La case de L'oncle Tom
Cassy firent une halte dans un bouquet d’arbres près de la ville.
Cassy, vêtue de noir, portait le costume des créoles espagnoles. Un voile, jeté par-dessus son chapeau et surchargé de broderies, lui cachait le visage. Il avait été convenu qu’elle passerait pour une dame créole, et Emmeline pour sa femme de chambre.

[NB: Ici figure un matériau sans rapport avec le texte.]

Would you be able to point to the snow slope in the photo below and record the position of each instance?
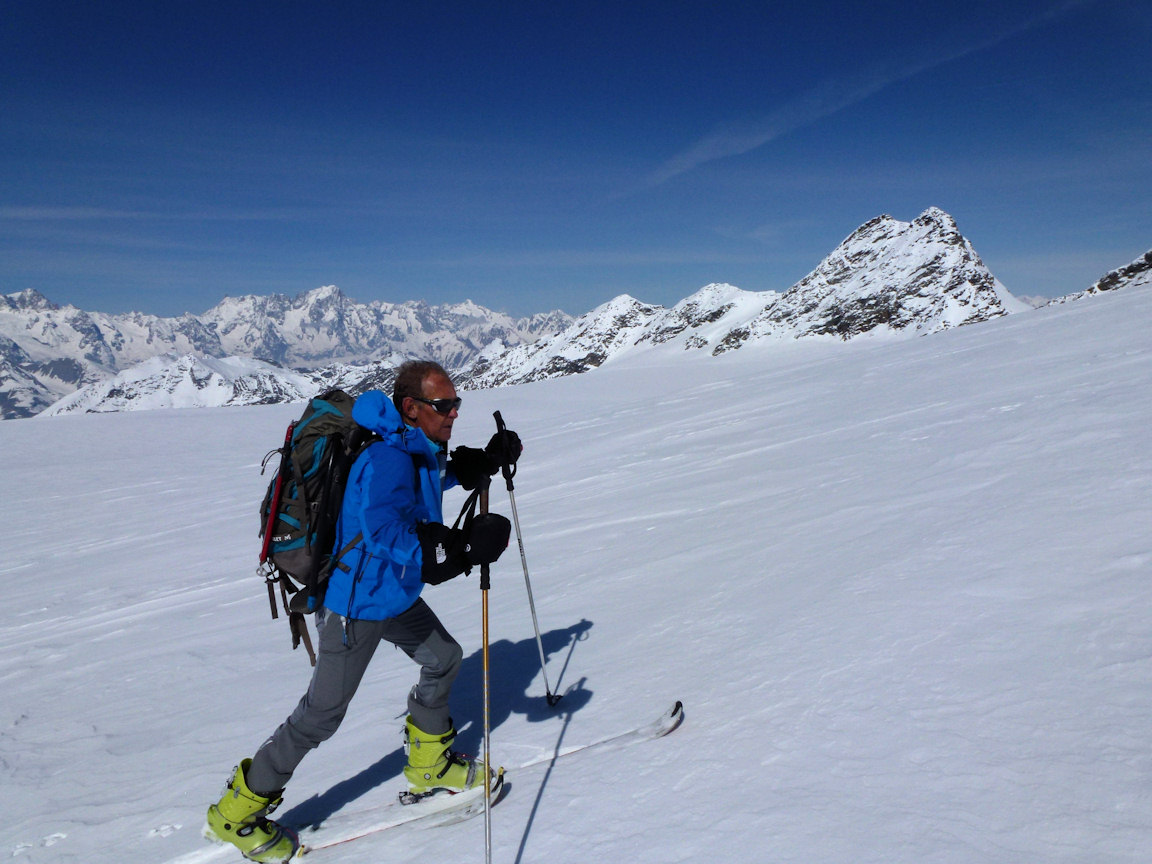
(902, 589)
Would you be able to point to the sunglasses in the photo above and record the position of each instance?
(441, 406)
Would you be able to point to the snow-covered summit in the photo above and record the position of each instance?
(887, 277)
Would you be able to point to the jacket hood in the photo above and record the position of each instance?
(374, 411)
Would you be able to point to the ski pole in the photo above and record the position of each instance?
(485, 584)
(509, 470)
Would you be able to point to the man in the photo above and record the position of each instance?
(391, 540)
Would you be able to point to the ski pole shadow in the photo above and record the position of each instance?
(577, 688)
(513, 683)
(311, 812)
(514, 668)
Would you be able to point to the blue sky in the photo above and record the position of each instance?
(160, 156)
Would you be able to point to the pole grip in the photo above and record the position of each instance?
(485, 569)
(506, 468)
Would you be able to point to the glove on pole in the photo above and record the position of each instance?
(508, 469)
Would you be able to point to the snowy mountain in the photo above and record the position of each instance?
(887, 277)
(1131, 275)
(189, 381)
(47, 351)
(902, 588)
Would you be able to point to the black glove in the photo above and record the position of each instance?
(487, 538)
(444, 552)
(505, 448)
(471, 465)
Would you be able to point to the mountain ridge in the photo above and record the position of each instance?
(887, 279)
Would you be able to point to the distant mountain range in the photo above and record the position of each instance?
(887, 279)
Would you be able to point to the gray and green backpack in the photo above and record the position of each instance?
(302, 506)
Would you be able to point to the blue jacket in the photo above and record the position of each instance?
(395, 485)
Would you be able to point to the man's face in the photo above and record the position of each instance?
(424, 416)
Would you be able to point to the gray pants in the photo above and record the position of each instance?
(346, 648)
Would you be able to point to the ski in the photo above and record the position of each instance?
(431, 811)
(668, 721)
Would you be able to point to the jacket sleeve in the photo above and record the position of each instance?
(387, 508)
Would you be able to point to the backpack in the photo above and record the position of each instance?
(302, 505)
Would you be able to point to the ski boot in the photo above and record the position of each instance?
(239, 818)
(432, 766)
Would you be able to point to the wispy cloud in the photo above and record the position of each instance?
(84, 213)
(828, 98)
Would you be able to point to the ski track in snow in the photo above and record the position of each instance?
(902, 589)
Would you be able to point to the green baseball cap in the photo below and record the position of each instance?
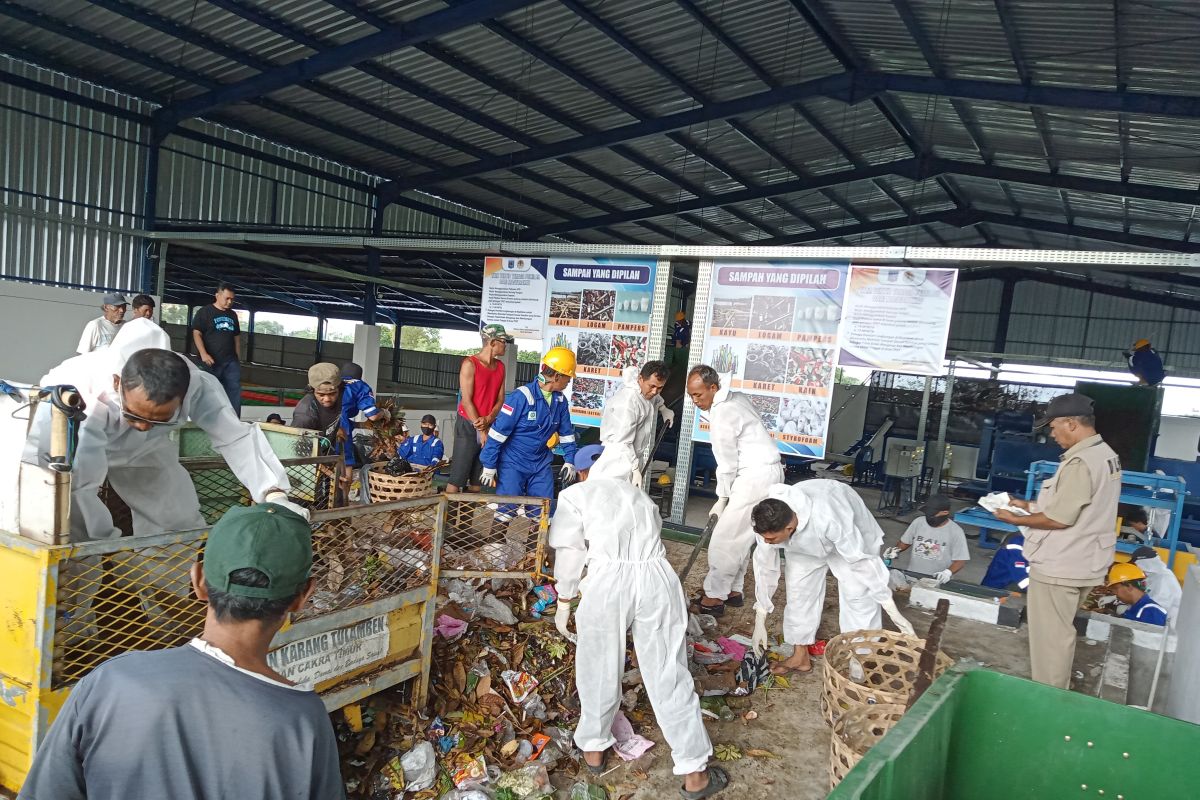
(496, 331)
(267, 537)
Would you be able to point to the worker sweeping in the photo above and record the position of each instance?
(748, 464)
(823, 527)
(137, 391)
(517, 455)
(1145, 364)
(627, 425)
(616, 530)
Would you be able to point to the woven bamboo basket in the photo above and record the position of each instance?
(889, 669)
(384, 487)
(856, 732)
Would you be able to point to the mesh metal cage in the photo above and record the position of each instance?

Élevée dès son enfance au milieu de gens distingués, Cassy se trouvait en parfait rapport de langage, de manières, d’aspect, avec le rôle qu’elle avait pris. Ce qui lui restait encore de joyaux et de riches vêtements lui permit de compléter son personnage.
Elle s’arrêta dans le faubourg de la ville, à un magasin où elle avait remarqué des malles à vendre. Elle en acheta une, et pria le marchand de la lui faire porter. Ainsi, escorté d’un domestique qui voiturait son bagage sur une brouette, d’Emmeline qui la suivait chargé de son sac de nuit et de divers paquets, elle fit son entrée dans la petite auberge en femme de qualité.
La première personne qu’elle y rencontra fut George Shelby ; il attendait le passage du bateau.
De la lucarne du grenier, Cassy avait observé le jeune homme ; elle l’avait vu enlever le corps de Tom, et avait assisté de loin, non sans une certaine satisfaction, à sa lutte avec Legris. Plus tard, pendant ses excursions nocturnes, et en rapprochant les bribes de conversations qu’elle avait surprises parmi les noirs, elle sut qui il était, et comprit ses relations avec Tom. En le voyant comme elle attendre le bateau, elle se sentit rassurée.
L’air, les manières, et surtout la prodigalité de Cassy, écartèrent dans l’hôtel jusqu’à l’ombre d’un soupçon. Les gens sont, d’ordinaire, peu disposés à chercher querelle à quiconque paye bien ; c’est ce qu’avait prévu Cassy lorsqu’elle s’était munie d’argent.
Entre chien et loup on entendit approcher le bateau. George Shelby, avec la politesse naturelle à tout Kentuckien, offrit le bras à Cassy pour la conduire à bord, et s’occupa de l’y installer convenablement.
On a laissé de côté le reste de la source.